ATHENS – Last year’s Alabama game was symbolic of many things wrong at Georgia. It was also symbolic of what has held McKenzie back:
Early in the second quarter McKenzie muffed a punt, only avoiding a turnover by jumping on the ball. Later in the quarter he re-injured his hamstring, causing him to miss the next two games.
He may be the most dynamic player on Georgia’s team not named Nick Chubb. But McKenzie has also yet to fulfill that potential, thanks to two things.
Dependability with the football.
And his pesky hamstrings.
As he enters his junior season, McKenzie knows this, and he said both problems are not the curse of being 5-foot-8. They’re correctable.
“Being a small guy doesn’t have anything to do with it,” he said. “Just keeping the ball in my hands, that’s all I’m trying to work on.”
The talent is evident: McKenzie has four career punt return touchdowns, and one kickoff return touchdowns. He has averaged 11.3 yards every time he has touched the ball on offense during his career.
So why hasn’t he gotten more touches? (He has 18 rushes and 16 catches in his career.) Why doesn’t he return almost every punt and every kickoff, rather than ceding nearly half the punt returns to others last year, and only four kickoff returns all off last year?
Head coach Kirby Smart, in his first year but keenly aware of McKenzie’s strengths and weaknesses, opined that McKenzie is a better punt returner than kick returner. But Smart also said he might return more kickoffs anyway – as long as he can exhibit better ball control.
McKenzie has heard the message, acknowledging what has kept him from being the full-time return specialist.
“Mainly ball security, and making good decisions when the ball is in the air.

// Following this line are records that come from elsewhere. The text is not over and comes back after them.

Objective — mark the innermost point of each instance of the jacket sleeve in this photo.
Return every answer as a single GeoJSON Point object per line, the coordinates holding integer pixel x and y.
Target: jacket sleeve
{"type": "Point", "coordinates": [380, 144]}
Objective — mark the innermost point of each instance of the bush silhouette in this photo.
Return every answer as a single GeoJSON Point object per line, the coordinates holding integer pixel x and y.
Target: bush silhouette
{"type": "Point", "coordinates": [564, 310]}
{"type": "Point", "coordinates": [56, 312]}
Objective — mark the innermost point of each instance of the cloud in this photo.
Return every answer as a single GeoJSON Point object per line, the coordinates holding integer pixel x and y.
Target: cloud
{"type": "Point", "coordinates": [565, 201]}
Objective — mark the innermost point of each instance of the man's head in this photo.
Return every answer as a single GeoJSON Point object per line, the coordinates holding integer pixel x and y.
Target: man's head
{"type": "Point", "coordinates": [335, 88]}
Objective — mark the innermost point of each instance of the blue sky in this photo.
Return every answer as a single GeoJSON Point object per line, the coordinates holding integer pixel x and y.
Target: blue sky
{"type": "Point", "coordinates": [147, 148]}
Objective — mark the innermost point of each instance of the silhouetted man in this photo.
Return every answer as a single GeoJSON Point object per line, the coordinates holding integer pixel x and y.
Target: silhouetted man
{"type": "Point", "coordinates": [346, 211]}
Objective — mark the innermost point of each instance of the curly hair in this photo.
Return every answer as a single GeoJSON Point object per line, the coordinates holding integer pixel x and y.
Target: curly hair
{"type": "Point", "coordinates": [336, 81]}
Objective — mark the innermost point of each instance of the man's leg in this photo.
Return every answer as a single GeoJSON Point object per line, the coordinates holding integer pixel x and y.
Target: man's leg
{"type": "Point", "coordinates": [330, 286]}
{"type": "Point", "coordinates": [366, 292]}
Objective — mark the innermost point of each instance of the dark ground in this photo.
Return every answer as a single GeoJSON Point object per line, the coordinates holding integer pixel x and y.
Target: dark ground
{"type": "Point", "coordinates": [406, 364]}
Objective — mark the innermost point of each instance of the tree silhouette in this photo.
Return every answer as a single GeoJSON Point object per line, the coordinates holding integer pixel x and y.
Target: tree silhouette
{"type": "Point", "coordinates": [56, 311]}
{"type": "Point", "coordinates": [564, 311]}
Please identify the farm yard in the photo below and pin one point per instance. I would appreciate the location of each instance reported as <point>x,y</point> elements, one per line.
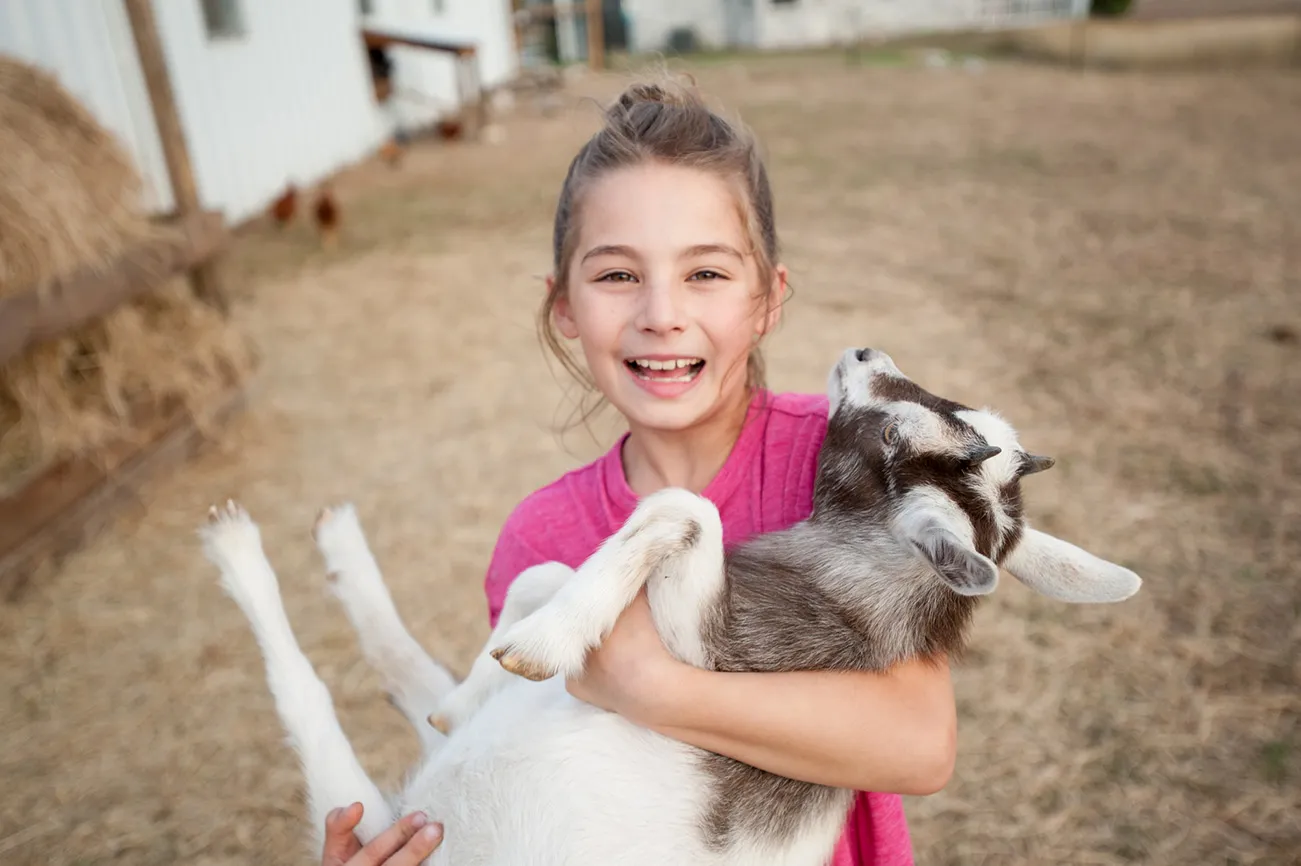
<point>1111,259</point>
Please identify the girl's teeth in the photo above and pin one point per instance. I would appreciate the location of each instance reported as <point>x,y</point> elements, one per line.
<point>666,364</point>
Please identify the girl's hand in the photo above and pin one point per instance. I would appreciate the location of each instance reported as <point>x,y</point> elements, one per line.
<point>630,669</point>
<point>406,843</point>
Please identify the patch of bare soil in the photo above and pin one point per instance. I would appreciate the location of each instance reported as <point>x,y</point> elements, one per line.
<point>1111,260</point>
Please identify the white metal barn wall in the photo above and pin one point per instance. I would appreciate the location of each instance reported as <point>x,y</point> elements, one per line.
<point>285,98</point>
<point>424,82</point>
<point>821,22</point>
<point>89,46</point>
<point>651,21</point>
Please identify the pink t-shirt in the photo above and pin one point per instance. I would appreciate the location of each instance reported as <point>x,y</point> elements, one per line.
<point>766,484</point>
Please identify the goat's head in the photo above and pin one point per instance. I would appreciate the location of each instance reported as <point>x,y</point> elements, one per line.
<point>946,480</point>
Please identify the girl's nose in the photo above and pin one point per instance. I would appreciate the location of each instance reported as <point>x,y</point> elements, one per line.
<point>662,307</point>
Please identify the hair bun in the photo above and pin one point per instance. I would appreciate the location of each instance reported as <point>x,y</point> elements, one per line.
<point>644,94</point>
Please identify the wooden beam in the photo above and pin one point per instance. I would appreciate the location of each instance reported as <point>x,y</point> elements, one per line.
<point>377,39</point>
<point>37,315</point>
<point>69,503</point>
<point>204,277</point>
<point>595,35</point>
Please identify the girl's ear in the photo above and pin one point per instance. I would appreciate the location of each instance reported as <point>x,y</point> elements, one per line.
<point>562,311</point>
<point>776,293</point>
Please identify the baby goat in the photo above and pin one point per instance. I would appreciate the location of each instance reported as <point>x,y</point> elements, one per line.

That’s about it.”
McKenzie has been fortunate with some fumbles, including in the Alabama game. But a couple last year cost the team: Against Georgia Southern, McKenzie lost the ball on an outside run, and it was returned 65 yards for a touchdown, leaving Georgia behind 14-7 in the third quarter. On the play, McKenzie was hit straight on by one player, albeit a lineman about 100 pounds heavier.
In the Kentucky game, another McKenzie fumble turned it over on Georgia’s own 20-yard line. The defense held Kentucky to a field goal and the Bulldogs went on to win 27-3.
Of course, for all those problems later in the season McKenzie basically won Georgia its game at Auburn by scoring both of his team’s touchdowns, including a 54-yard punt return.
“He is explosive,” Smart said.
Which is why it helps to have him on the field in the first place.
McKenzie said his hamstring never bothered him in high school. And it’s not a case of one injury being re-aggravated: First he injured the hamstring in his right left, then in his left leg. (And then in the left leg again, but six months later.)
But looking back on the past two years, he thinks he may not have put enough emphasis on preventative treatment, which includes treatment before and after practice.
“I did (it). But I didn’t take it serious,” McKenzie said.
Now he is before and after practice, and during it he’s taking ball security just as seriously. If both of those result in a dependable Isaiah McKenzie, then Georgia’s special teams, and even its offense, should be much, much better.